Today is the birthday of Sir George Biddell Airy, born in 1801 at Alnwick (I think you pronounce it ‘annick’, but don’t quote me) in Northumberland, England. If you pay a visit, you’ll probably recognise Alnwick from its castle, which has starred in two Harry Potter films, Downton Abbey, Star Trek: the Next Generation and The Black Adder.
Airy shone as a student at Cambridge, probably to the annoyance of his fellows. Like Isaac Newton before him, Airy was a sizar, a class of student whose parents could not afford to pay the full fees, but who were allowed entry on the understanding that they paid their way by working as a servant at the university while studying.
A mere six years after entering Cambridge Airy was appointed Lucasian professor of mathematics, one of the most prestigious academic posts anywhere, held over the years by (among others) Charles Babbage, Paul Dirac, Stephen Hawking, and the aforementioned fellow sizar Isaac Newton.

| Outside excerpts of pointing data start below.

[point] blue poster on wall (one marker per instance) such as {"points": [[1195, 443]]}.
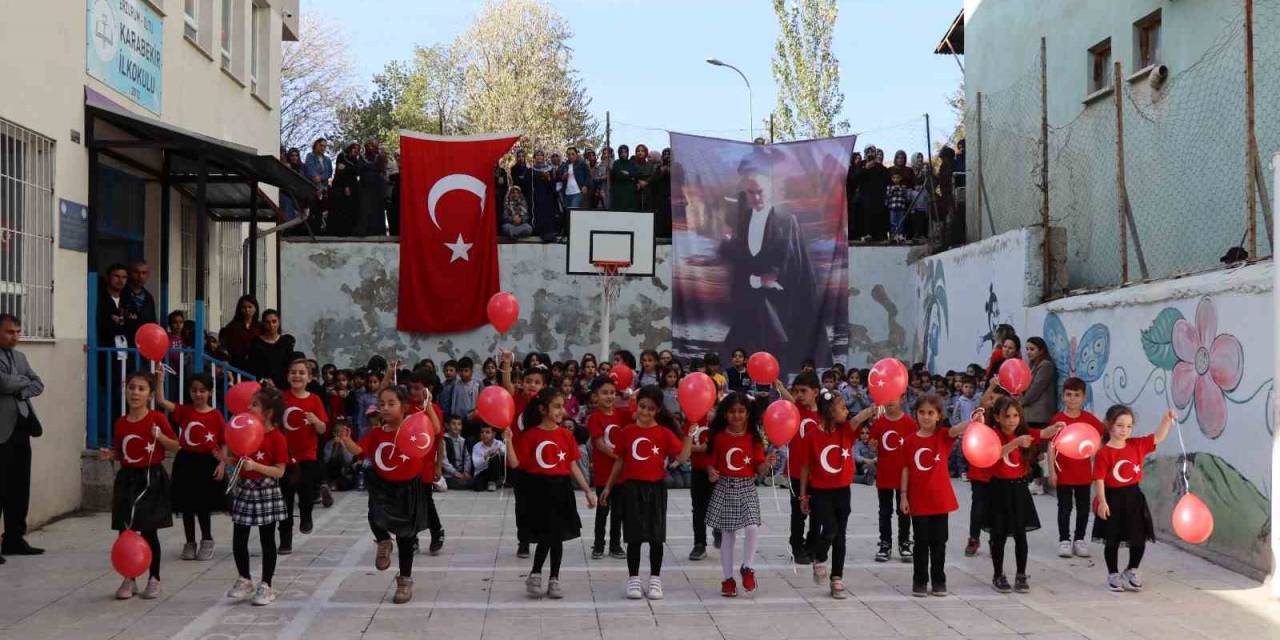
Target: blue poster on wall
{"points": [[124, 44]]}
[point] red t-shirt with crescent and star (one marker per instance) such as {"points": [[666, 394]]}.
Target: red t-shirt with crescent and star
{"points": [[1121, 466], [301, 435], [273, 451], [548, 452], [928, 483], [644, 451], [831, 457], [199, 432], [890, 438], [798, 451], [133, 443], [389, 462], [1070, 471], [604, 426], [736, 456]]}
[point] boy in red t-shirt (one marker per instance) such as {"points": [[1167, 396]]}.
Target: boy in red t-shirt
{"points": [[1073, 476]]}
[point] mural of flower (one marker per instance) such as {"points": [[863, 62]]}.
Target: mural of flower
{"points": [[1208, 366]]}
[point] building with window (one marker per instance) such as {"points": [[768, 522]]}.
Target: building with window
{"points": [[149, 132]]}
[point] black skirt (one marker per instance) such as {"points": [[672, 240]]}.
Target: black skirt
{"points": [[398, 508], [1130, 519], [149, 488], [193, 487], [1009, 507], [551, 508], [644, 512]]}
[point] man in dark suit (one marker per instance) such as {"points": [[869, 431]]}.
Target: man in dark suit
{"points": [[18, 425]]}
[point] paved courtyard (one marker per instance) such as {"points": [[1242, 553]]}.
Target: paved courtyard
{"points": [[474, 590]]}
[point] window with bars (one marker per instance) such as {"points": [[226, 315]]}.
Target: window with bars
{"points": [[27, 228]]}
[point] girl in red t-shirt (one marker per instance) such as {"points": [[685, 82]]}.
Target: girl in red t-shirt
{"points": [[256, 498], [1123, 513], [199, 487], [397, 496], [824, 480], [643, 449], [548, 453], [927, 493], [737, 456], [140, 498]]}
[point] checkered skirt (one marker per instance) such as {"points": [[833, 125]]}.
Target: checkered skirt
{"points": [[257, 502], [735, 504]]}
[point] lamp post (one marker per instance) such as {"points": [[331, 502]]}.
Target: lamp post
{"points": [[750, 114]]}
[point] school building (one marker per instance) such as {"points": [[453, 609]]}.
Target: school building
{"points": [[132, 129]]}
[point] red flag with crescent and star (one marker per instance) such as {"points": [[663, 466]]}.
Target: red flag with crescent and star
{"points": [[448, 229]]}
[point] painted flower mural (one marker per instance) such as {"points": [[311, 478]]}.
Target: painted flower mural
{"points": [[1208, 365]]}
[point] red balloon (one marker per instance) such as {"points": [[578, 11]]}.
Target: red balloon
{"points": [[243, 434], [763, 368], [152, 342], [1015, 375], [415, 435], [1078, 440], [622, 375], [1193, 522], [240, 396], [887, 380], [503, 310], [131, 554], [496, 406], [981, 444], [781, 421], [696, 396]]}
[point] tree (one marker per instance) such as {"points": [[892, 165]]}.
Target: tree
{"points": [[807, 72], [315, 81], [519, 76]]}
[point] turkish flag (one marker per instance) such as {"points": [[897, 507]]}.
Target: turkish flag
{"points": [[448, 231]]}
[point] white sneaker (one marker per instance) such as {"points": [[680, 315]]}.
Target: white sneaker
{"points": [[243, 588], [654, 592], [634, 592], [264, 595]]}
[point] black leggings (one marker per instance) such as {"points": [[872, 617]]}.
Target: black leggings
{"points": [[828, 513], [997, 552], [240, 551], [405, 547], [1069, 496], [634, 560], [188, 526], [154, 543], [1111, 553], [556, 549], [931, 551]]}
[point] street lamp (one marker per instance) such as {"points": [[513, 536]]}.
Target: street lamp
{"points": [[750, 114]]}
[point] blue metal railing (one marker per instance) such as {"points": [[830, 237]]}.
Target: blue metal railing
{"points": [[110, 365]]}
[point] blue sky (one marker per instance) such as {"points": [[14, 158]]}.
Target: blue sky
{"points": [[643, 60]]}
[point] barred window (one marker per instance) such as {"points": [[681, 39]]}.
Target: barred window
{"points": [[27, 228]]}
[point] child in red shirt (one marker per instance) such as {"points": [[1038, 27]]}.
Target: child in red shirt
{"points": [[140, 497], [927, 493], [1123, 513], [888, 434], [643, 449], [256, 498], [1073, 476], [824, 483], [548, 453], [737, 456]]}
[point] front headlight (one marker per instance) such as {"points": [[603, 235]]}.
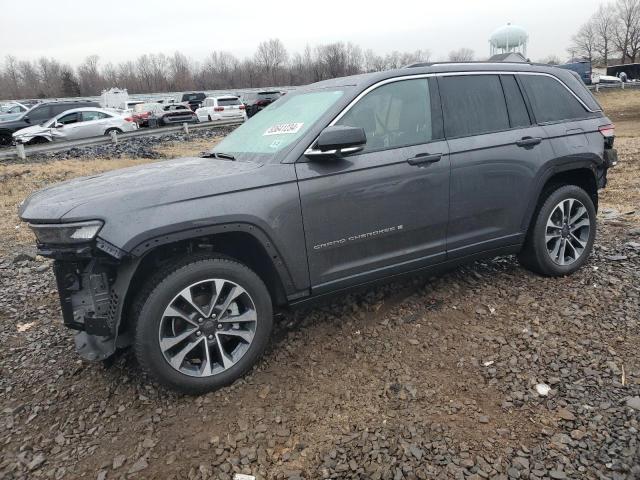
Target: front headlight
{"points": [[64, 233]]}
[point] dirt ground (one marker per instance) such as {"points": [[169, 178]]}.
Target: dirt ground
{"points": [[423, 378]]}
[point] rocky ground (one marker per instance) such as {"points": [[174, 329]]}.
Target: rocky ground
{"points": [[487, 371]]}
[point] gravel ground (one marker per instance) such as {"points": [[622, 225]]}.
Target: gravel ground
{"points": [[427, 378], [487, 371]]}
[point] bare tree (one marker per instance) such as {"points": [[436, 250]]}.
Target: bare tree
{"points": [[584, 42], [270, 56], [627, 31], [603, 24], [462, 55]]}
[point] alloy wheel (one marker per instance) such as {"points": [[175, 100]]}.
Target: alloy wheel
{"points": [[208, 327], [567, 232]]}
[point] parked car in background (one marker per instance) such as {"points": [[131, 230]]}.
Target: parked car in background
{"points": [[142, 112], [582, 68], [75, 124], [193, 99], [11, 111], [172, 114], [256, 102], [607, 79], [225, 107], [38, 115], [129, 105]]}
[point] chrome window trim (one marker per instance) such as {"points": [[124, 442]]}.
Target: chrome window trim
{"points": [[442, 74]]}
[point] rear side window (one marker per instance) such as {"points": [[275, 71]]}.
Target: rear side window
{"points": [[89, 116], [394, 115], [41, 113], [473, 105], [518, 115], [550, 100]]}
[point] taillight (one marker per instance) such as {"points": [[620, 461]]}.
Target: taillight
{"points": [[608, 131]]}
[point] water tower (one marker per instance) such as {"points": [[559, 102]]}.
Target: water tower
{"points": [[509, 38]]}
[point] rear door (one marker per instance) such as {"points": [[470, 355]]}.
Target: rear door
{"points": [[383, 210], [495, 152], [568, 125]]}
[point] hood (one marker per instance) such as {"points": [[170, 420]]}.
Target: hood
{"points": [[32, 131], [8, 117], [137, 188]]}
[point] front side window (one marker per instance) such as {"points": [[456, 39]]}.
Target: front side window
{"points": [[394, 115], [550, 100], [69, 118], [41, 113], [472, 105], [280, 124]]}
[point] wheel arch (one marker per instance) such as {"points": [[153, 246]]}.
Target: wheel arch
{"points": [[583, 176], [244, 243]]}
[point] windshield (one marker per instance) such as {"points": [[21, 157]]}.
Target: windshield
{"points": [[280, 124]]}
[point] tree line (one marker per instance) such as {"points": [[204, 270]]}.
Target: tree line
{"points": [[271, 65], [611, 35]]}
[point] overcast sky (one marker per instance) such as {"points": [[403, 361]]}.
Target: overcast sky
{"points": [[70, 30]]}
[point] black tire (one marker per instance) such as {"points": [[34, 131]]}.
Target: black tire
{"points": [[535, 254], [6, 140], [163, 289]]}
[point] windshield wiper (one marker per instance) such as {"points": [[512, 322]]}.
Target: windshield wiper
{"points": [[223, 156]]}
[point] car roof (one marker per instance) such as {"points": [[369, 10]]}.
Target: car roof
{"points": [[87, 109], [362, 81]]}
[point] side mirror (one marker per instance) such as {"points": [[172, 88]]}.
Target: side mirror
{"points": [[338, 141]]}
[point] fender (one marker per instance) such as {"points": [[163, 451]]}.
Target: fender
{"points": [[149, 244], [558, 165]]}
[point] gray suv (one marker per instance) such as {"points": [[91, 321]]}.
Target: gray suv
{"points": [[337, 185]]}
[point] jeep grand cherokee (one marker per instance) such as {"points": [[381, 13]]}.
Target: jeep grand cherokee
{"points": [[336, 185]]}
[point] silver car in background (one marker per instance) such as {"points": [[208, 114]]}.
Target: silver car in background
{"points": [[77, 123]]}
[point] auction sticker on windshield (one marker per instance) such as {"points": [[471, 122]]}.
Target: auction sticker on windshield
{"points": [[283, 128]]}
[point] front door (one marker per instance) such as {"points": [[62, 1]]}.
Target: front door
{"points": [[384, 210]]}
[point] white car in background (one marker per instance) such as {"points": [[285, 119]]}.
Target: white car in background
{"points": [[227, 107], [76, 124], [12, 111]]}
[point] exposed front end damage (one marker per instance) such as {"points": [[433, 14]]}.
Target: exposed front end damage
{"points": [[92, 286]]}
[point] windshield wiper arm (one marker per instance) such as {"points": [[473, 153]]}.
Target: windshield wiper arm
{"points": [[224, 156]]}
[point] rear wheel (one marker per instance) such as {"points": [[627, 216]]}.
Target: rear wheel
{"points": [[562, 235], [202, 324]]}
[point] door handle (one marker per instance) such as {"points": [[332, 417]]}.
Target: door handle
{"points": [[528, 141], [423, 158]]}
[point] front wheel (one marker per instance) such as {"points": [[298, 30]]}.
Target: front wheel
{"points": [[562, 234], [202, 324]]}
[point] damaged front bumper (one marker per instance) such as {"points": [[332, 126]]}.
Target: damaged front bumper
{"points": [[92, 287]]}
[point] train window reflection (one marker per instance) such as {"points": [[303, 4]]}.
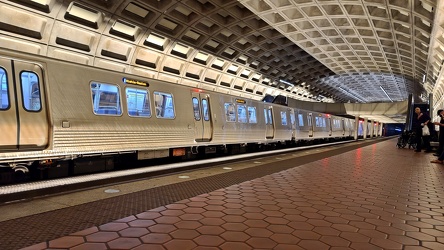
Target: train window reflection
{"points": [[138, 102], [205, 109], [196, 109], [164, 104], [284, 118], [252, 115], [106, 99], [301, 120], [292, 119], [30, 91], [241, 114], [229, 112], [4, 96], [270, 116]]}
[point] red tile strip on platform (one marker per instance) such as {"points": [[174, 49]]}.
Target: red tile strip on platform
{"points": [[375, 197]]}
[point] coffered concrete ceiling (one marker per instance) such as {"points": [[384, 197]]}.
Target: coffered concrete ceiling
{"points": [[317, 50]]}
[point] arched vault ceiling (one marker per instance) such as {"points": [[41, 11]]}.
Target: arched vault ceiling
{"points": [[317, 50], [371, 45]]}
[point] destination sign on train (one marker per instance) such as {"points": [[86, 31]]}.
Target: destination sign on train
{"points": [[135, 82]]}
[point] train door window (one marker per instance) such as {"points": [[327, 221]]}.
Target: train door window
{"points": [[138, 102], [196, 109], [320, 122], [30, 91], [106, 99], [301, 120], [336, 123], [229, 112], [164, 104], [252, 115], [284, 118], [292, 119], [266, 116], [270, 117], [4, 96], [242, 114], [205, 109]]}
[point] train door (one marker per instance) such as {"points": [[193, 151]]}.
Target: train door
{"points": [[329, 126], [269, 123], [310, 124], [202, 117], [23, 107], [293, 123]]}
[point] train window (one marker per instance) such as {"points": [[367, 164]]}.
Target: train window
{"points": [[229, 112], [205, 109], [336, 123], [252, 115], [4, 96], [242, 114], [309, 120], [268, 116], [138, 102], [164, 104], [284, 118], [320, 122], [106, 99], [196, 109], [30, 91], [301, 120]]}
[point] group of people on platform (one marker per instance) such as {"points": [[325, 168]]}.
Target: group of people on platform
{"points": [[423, 141]]}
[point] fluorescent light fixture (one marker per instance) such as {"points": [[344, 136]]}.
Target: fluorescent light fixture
{"points": [[385, 93]]}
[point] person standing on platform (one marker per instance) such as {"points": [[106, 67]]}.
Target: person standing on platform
{"points": [[440, 114], [419, 121]]}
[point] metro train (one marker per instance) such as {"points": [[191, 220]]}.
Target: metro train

Airy made several important discoveries in his time, including a tiny inequality in the motions of Venus and Earth that led to an overhaul of Delambre‘s solar tables. He also came up with a new figure for the mean density of the Earth. This was achieved by measuring the change in gravity as one descends into the Earth by using changes in the swing rate of a pendulum at the top and bottom of a deep coal mine. It turns out that at just over 1000 feet down the pendulum ‘gains’ two and a quarter seconds a day. From this, Airy was somehow able to calculate a specific density of about 6.5. Today it is thought to be 5.5.
Today’s picture is the un-astronomical A Shell Forge, by war artist Anna Airy, George’s granddaughter.
1879 – Discovery of C-type asteroid 200 Dynamene by C H F Peters.